I was interested in [the characters'] different psyches. I knew they were going to have sex because they loved each other. And to be perfectly honest, it's a book that has a lot of conversations. What if I had ten days of conversation and there was no sex? How dull is that? So, they can do several things when they're all bunkered down together: they can eat, they can talk, they can watch movies, they can walk around, they can dive into the swimming pool and they can have sex. So let's do all of them.


But here's something else to keep in mind, because this book is about the movies. When we go to the movies we see images of people we know are not ourselves, doing things. That's why it's always strange to take a child to the movies and all of a sudden have a sex scene appear on the screen. Because he or she is looking at something that you, the parent, may know that the child has never seen before. And then you're really up a creek. I remember that happening with some Leonardo DiCaprio movie I took a thirteen year old to. It had kids in it so I thought it was a kid movie. They started having sex and I just — whoops! — put my hands over her eyes.

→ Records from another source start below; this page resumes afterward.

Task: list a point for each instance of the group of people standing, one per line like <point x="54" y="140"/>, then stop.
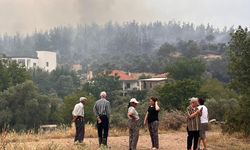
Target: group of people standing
<point x="151" y="118"/>
<point x="197" y="121"/>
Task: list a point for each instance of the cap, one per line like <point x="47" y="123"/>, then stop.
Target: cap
<point x="133" y="100"/>
<point x="82" y="99"/>
<point x="193" y="99"/>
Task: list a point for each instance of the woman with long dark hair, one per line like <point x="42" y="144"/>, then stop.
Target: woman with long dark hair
<point x="152" y="119"/>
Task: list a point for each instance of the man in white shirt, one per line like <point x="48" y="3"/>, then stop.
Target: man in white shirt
<point x="204" y="123"/>
<point x="78" y="118"/>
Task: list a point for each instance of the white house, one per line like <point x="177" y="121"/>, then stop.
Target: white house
<point x="45" y="60"/>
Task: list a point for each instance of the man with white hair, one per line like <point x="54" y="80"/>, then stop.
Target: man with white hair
<point x="78" y="119"/>
<point x="193" y="123"/>
<point x="102" y="112"/>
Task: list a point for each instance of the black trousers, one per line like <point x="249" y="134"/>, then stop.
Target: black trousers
<point x="103" y="129"/>
<point x="192" y="136"/>
<point x="80" y="129"/>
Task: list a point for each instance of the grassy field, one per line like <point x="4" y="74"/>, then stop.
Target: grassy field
<point x="62" y="139"/>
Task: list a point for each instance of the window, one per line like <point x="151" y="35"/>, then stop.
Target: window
<point x="21" y="61"/>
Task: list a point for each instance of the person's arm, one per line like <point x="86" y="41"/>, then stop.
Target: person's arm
<point x="96" y="114"/>
<point x="131" y="114"/>
<point x="146" y="118"/>
<point x="108" y="109"/>
<point x="157" y="108"/>
<point x="195" y="113"/>
<point x="75" y="112"/>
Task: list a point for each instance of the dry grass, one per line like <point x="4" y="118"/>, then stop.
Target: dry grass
<point x="61" y="139"/>
<point x="228" y="142"/>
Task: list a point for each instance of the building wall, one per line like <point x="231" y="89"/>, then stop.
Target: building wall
<point x="47" y="60"/>
<point x="27" y="62"/>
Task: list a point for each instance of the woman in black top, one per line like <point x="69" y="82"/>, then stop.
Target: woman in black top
<point x="152" y="119"/>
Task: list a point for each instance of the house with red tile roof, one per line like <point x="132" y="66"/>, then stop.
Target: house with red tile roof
<point x="131" y="81"/>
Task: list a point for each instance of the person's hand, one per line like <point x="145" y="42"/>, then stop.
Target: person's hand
<point x="99" y="120"/>
<point x="201" y="109"/>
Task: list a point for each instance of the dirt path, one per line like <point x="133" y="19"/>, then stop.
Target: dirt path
<point x="168" y="141"/>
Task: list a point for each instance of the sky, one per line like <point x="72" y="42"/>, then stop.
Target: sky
<point x="27" y="16"/>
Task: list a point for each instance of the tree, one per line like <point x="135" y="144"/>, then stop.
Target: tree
<point x="185" y="68"/>
<point x="239" y="64"/>
<point x="189" y="49"/>
<point x="11" y="74"/>
<point x="166" y="49"/>
<point x="102" y="82"/>
<point x="23" y="107"/>
<point x="175" y="95"/>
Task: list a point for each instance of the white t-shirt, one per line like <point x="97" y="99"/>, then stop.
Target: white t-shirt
<point x="134" y="112"/>
<point x="204" y="116"/>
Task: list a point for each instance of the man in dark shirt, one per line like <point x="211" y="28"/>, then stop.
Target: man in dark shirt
<point x="152" y="119"/>
<point x="102" y="112"/>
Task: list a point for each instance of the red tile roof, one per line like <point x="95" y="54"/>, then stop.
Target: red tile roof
<point x="123" y="75"/>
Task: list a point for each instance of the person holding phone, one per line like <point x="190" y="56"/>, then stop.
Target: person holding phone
<point x="133" y="124"/>
<point x="193" y="123"/>
<point x="152" y="119"/>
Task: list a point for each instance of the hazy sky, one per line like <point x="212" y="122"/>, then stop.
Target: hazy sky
<point x="30" y="15"/>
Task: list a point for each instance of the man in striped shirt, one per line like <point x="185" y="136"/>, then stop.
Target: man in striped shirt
<point x="193" y="123"/>
<point x="102" y="112"/>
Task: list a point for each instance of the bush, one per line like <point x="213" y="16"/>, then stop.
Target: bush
<point x="172" y="120"/>
<point x="218" y="108"/>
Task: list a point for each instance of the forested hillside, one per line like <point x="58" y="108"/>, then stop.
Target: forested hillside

But if you're reading a novel and a sex scene comes up, and you've never seen [sex], then you can't picture it at all. It's like when I was a kid and I picked up Lady Chatterley's Lover — it made no sense to me. A novel is different from a movie because you're drawing on your own experiences to fill in the images. You could read the novel aloud to a four year old and the four year old wouldn't know what you're talking about. So the way the press has emphasized the sex has been really funny. "Here's this old lady writing so much about sex." You know, once I was an old lady writing so much about horses, and the horse people loved that. But that didn't get as many headlines.

You've said that this whole project began as an idea for a film.

Yes, but then I thought more in terms of practicalities. And probably the first challenge was, would anybody go see a movie where the two actors having sex were in their fifties? Sure, they'd go see the movie if the man was in his fifties. They always do. But the usual thing in Hollywood is for the woman to be in her thirties or her twenties if the man is in his fifties. I want to make a certain type of movie that you almost never see: a romantic unmarried couple in which the woman is about the same age as the man, and they're both in their fifties. And that's when the novelist's ears perk up.


You get your characters to talk about the unfilmable movie.

Right.

Of all the different relationships covered in the novel — casual, long-term, therapeutic — I wondered why none of the characters were married.

I think I didn't have them be married because I wanted their relationships to be fluid. Marriage has a real gravity. When you introduce a marriage into a novel, it's like a black hole — all other relationships are sucked into that. As soon as you have a marriage, and then the kids of the marriage, then we're in Freudland.


At one point in your novel one of Max's potential financial backers says, "America became great because Americans used the movies to talk to themselves about who they were." Do you think this is true?

I think it's been true all along, but it's changed shape over the course of Hollywood. One of the things that people used to do — mostly women, but maybe men too — was to see themselves as certain Hollywood types. My mother saw herself as an Ingrid Bergman, for instance. That came from going to the movies every week or so, and feeling a kinship with the Hollywood actors. I don't think that's so common anymore. Who sees themselves as Angelina Jolie? Nobody. Who would dare? She's just bigger than life. It's just not how it works anymore. But we consume them in a different way. We want to know everything about them. We want to see their babies. The consumption remains enormous, but it nature has changed.